I am using LUNA16 competition dataset

Things to do!

Monday

.mhd files (extract 3D image data) - done

Tuesday

Extract 2D image slice based on the coordinates?
Preprocess data

Day after + Thursday

Train a CNN
Validate using their evaluation
Uncertainty quantification

Import necessary libraries



In [28]:

    
import numpy as np
import pandas as pd

import matplotlib.pyplot as plt
import seaborn as sns 

import os
import glob

import SimpleITK as sitk

from PIL import Image

from scipy.misc import imread

%matplotlib inline
from IPython.display import clear_output
pd.options.mode.chained_assignment = None

Let us import annotations



In [2]:

    
annotations = pd.read_csv('../src/data/annotations.csv')
candidates = pd.read_csv('../src/data/candidates.csv')



In [3]:

    
annotations.head()









    Out[3]:






  
    
      
      seriesuid
      coordX
      coordY
      coordZ
      diameter_mm
    
  
  
    
      0
      1.3.6.1.4.1.14519.5.2.1.6279.6001.100225287222...
      -128.699421
      -175.319272
      -298.387506
      5.651471
    
    
      1
      1.3.6.1.4.1.14519.5.2.1.6279.6001.100225287222...
      103.783651
      -211.925149
      -227.121250
      4.224708
    
    
      2
      1.3.6.1.4.1.14519.5.2.1.6279.6001.100398138793...
      69.639017
      -140.944586
      876.374496
      5.786348
    
    
      3
      1.3.6.1.4.1.14519.5.2.1.6279.6001.100621383016...
      -24.013824
      192.102405
      -391.081276
      8.143262
    
    
      4
      1.3.6.1.4.1.14519.5.2.1.6279.6001.100621383016...
      2.441547
      172.464881
      -405.493732
      18.545150



In [4]:

    
candidates['class'].sum()









    Out[4]:





1351



In [5]:

    
len(annotations)









    Out[5]:





1186

Candidates have two classes, one with nodules, one without



In [6]:

    
candidates.info()









    



<class 'pandas.core.frame.DataFrame'>
RangeIndex: 551065 entries, 0 to 551064
Data columns (total 5 columns):
seriesuid    551065 non-null object
coordX       551065 non-null float64
coordY       551065 non-null float64
coordZ       551065 non-null float64
class        551065 non-null int64
dtypes: float64(3), int64(1), object(1)
memory usage: 21.0+ MB



In [7]:

    
print len(candidates[candidates['class'] == 1])
print len(candidates[candidates['class'] == 0])



In [8]:

    
import multiprocessing
num_cores = multiprocessing.cpu_count()
print num_cores

Classes are heaviliy unbalanced, hardly 0.2% percent are positive.

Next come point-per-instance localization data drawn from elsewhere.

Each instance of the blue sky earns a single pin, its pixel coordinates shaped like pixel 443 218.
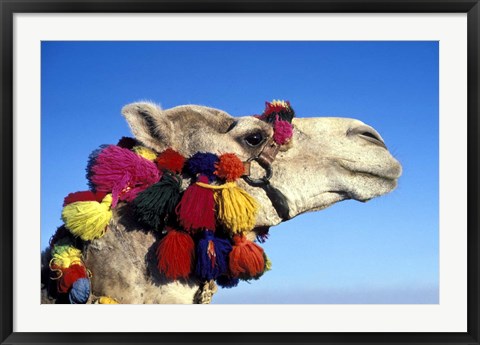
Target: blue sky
pixel 383 251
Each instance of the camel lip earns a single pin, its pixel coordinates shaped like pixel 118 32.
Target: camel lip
pixel 392 174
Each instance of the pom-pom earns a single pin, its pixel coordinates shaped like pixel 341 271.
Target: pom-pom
pixel 212 256
pixel 278 108
pixel 246 259
pixel 171 160
pixel 202 163
pixel 236 209
pixel 80 291
pixel 61 233
pixel 156 202
pixel 227 282
pixel 128 143
pixel 121 172
pixel 83 196
pixel 175 254
pixel 145 152
pixel 283 131
pixel 196 209
pixel 229 167
pixel 88 219
pixel 69 276
pixel 268 263
pixel 65 255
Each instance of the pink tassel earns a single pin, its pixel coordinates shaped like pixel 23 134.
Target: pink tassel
pixel 196 210
pixel 123 173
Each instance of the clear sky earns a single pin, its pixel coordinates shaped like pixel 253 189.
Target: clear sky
pixel 383 251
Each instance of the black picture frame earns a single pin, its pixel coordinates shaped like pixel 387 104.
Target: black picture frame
pixel 7 10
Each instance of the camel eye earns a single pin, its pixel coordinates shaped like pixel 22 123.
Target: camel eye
pixel 254 139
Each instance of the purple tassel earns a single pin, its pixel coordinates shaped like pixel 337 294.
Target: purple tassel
pixel 212 256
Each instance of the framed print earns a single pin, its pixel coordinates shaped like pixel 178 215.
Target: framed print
pixel 307 170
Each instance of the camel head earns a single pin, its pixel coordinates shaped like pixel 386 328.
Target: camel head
pixel 327 161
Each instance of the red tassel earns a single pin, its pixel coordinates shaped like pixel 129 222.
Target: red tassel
pixel 175 254
pixel 246 259
pixel 69 276
pixel 196 210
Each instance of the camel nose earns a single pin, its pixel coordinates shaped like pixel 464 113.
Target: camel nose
pixel 367 133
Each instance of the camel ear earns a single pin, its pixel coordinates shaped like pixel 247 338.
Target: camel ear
pixel 148 125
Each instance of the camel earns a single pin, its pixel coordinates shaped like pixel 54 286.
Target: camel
pixel 327 161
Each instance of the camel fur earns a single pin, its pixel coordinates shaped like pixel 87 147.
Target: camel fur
pixel 328 160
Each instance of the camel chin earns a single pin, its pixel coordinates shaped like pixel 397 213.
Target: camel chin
pixel 328 160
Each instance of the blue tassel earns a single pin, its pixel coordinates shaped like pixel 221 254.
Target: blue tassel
pixel 203 163
pixel 212 256
pixel 80 291
pixel 227 282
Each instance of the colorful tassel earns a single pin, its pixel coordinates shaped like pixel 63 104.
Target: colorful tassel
pixel 155 203
pixel 175 254
pixel 60 234
pixel 83 196
pixel 196 209
pixel 65 255
pixel 202 163
pixel 88 219
pixel 80 291
pixel 283 131
pixel 229 167
pixel 246 259
pixel 145 152
pixel 212 256
pixel 268 263
pixel 121 172
pixel 278 108
pixel 69 276
pixel 171 160
pixel 237 210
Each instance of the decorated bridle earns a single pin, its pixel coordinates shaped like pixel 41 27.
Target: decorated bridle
pixel 202 228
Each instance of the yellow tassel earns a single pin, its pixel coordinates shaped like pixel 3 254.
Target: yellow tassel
pixel 268 264
pixel 145 153
pixel 88 219
pixel 237 209
pixel 65 256
pixel 107 300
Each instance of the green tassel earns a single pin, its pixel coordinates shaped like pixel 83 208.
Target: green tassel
pixel 153 205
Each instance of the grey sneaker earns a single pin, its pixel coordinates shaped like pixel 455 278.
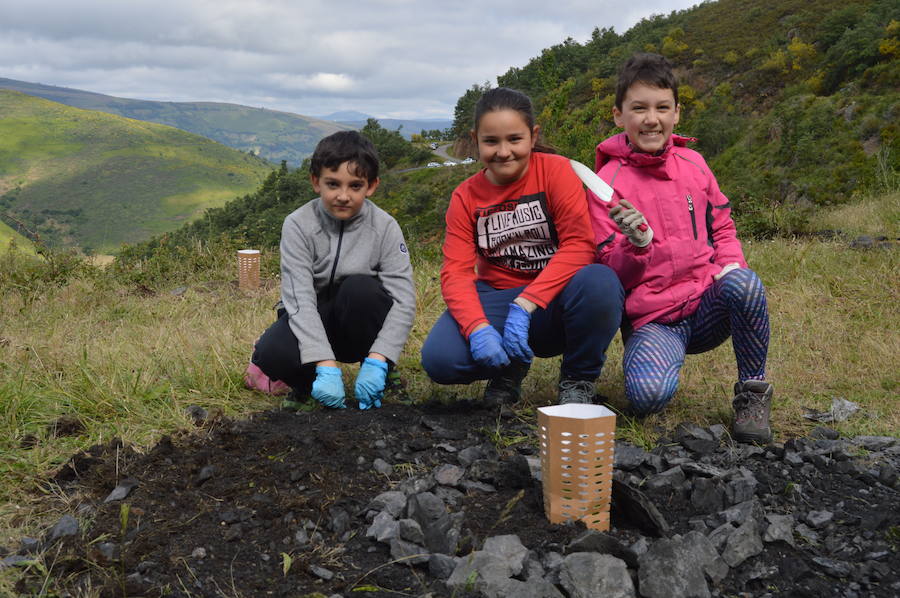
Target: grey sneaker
pixel 752 402
pixel 506 388
pixel 575 391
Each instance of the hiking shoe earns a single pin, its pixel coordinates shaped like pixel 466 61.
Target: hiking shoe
pixel 575 391
pixel 752 402
pixel 506 388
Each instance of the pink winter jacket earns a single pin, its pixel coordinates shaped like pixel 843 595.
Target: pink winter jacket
pixel 694 236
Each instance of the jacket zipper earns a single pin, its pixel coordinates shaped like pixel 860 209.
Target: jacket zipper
pixel 337 256
pixel 693 218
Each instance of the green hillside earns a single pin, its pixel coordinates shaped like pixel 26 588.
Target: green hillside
pixel 87 179
pixel 9 235
pixel 272 135
pixel 795 105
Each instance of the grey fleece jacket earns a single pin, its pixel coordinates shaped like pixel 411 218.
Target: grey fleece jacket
pixel 317 251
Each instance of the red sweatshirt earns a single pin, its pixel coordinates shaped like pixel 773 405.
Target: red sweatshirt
pixel 535 233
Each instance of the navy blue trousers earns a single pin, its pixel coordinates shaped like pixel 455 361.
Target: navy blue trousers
pixel 579 324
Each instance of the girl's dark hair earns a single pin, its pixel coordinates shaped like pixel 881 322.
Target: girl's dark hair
pixel 504 98
pixel 650 69
pixel 346 146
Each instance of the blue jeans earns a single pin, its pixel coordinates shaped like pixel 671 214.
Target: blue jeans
pixel 579 324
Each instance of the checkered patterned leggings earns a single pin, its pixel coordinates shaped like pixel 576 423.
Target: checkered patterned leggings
pixel 734 305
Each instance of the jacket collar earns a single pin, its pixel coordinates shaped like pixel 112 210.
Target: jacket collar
pixel 333 223
pixel 618 147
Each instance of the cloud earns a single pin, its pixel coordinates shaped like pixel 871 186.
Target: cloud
pixel 397 58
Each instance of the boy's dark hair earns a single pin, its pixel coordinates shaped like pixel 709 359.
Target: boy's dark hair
pixel 504 98
pixel 346 146
pixel 650 69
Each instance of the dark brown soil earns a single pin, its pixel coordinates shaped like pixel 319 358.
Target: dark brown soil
pixel 216 509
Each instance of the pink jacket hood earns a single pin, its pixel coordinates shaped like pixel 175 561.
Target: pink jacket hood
pixel 694 236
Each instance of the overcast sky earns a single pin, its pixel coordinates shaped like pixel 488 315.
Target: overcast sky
pixel 387 58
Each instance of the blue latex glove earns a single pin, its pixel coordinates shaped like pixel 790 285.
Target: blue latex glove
pixel 486 346
pixel 515 334
pixel 370 383
pixel 328 388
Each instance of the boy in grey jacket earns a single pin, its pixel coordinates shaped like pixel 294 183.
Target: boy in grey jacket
pixel 346 283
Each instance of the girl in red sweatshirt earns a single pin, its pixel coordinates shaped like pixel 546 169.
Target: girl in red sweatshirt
pixel 518 277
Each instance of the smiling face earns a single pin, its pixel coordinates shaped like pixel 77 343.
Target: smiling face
pixel 342 191
pixel 648 115
pixel 504 145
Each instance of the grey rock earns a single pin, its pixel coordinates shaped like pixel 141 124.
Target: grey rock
pixel 476 486
pixel 411 531
pixel 666 570
pixel 206 473
pixel 780 528
pixel 441 566
pixel 469 455
pixel 382 466
pixel 589 575
pixel 742 544
pixel 594 541
pixel 29 545
pixel 696 439
pixel 809 536
pixel 321 572
pixel 719 536
pixel 628 456
pixel 122 490
pixel 394 502
pixel 417 485
pixel 110 551
pixel 696 468
pixel 520 589
pixel 874 443
pixel 509 548
pixel 740 489
pixel 707 495
pixel 66 526
pixel 819 519
pixel 448 475
pixel 700 550
pixel 638 509
pixel 833 567
pixel 477 571
pixel 383 528
pixel 408 553
pixel 667 481
pixel 451 496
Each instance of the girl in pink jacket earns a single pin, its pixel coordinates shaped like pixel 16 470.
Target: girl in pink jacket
pixel 688 287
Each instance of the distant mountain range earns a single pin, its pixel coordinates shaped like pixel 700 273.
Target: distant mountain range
pixel 407 127
pixel 84 178
pixel 272 135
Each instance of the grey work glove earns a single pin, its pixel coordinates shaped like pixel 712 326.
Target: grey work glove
pixel 628 219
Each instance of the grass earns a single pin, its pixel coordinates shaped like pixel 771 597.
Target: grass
pixel 127 359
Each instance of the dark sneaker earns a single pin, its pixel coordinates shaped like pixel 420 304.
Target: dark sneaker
pixel 752 402
pixel 297 401
pixel 575 391
pixel 506 388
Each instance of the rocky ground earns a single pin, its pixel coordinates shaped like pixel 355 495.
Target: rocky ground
pixel 441 501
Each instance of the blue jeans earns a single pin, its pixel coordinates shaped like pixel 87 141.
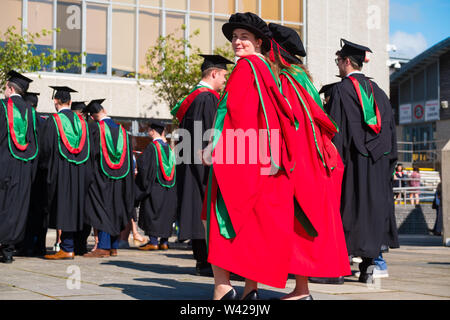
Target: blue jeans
pixel 379 261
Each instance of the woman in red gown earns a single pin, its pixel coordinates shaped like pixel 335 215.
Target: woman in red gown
pixel 248 205
pixel 319 248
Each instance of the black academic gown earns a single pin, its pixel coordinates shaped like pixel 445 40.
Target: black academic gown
pixel 16 175
pixel 158 204
pixel 110 201
pixel 66 182
pixel 192 178
pixel 367 205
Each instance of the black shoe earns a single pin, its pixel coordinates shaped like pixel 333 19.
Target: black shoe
pixel 338 280
pixel 252 295
pixel 7 259
pixel 230 295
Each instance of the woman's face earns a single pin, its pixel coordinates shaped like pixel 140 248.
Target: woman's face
pixel 244 43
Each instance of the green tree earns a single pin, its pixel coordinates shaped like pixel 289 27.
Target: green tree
pixel 18 53
pixel 174 73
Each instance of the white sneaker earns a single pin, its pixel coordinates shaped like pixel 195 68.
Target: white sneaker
pixel 379 273
pixel 56 247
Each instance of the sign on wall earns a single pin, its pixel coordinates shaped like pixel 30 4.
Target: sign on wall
pixel 432 110
pixel 405 113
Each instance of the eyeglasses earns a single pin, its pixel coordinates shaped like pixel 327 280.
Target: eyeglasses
pixel 337 60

The best way to move forward will be to undersample the negative class and then augment the positive class heaviliy to balance out the samples.

Plan of attack:

Get an initial subsample of negative class and keep all of the positives such that we have a 80/20 class distribution
Create a training set such that we augment minority class heavilby rotating to get a 50/50 class distribution



In [9]:

    
class CTScan(object):
    def __init__(self, filename = None, coords = None):
        self.filename = filename
        self.coords = coords
        self.ds = None
        self.image = None

    def reset_coords(self, coords):
        self.coords = coords

    def read_mhd_image(self):
        path = glob.glob('../data/raw/*/'+ self.filename + '.mhd')
        self.ds = sitk.ReadImage(path[0])
        self.image = sitk.GetArrayFromImage(self.ds)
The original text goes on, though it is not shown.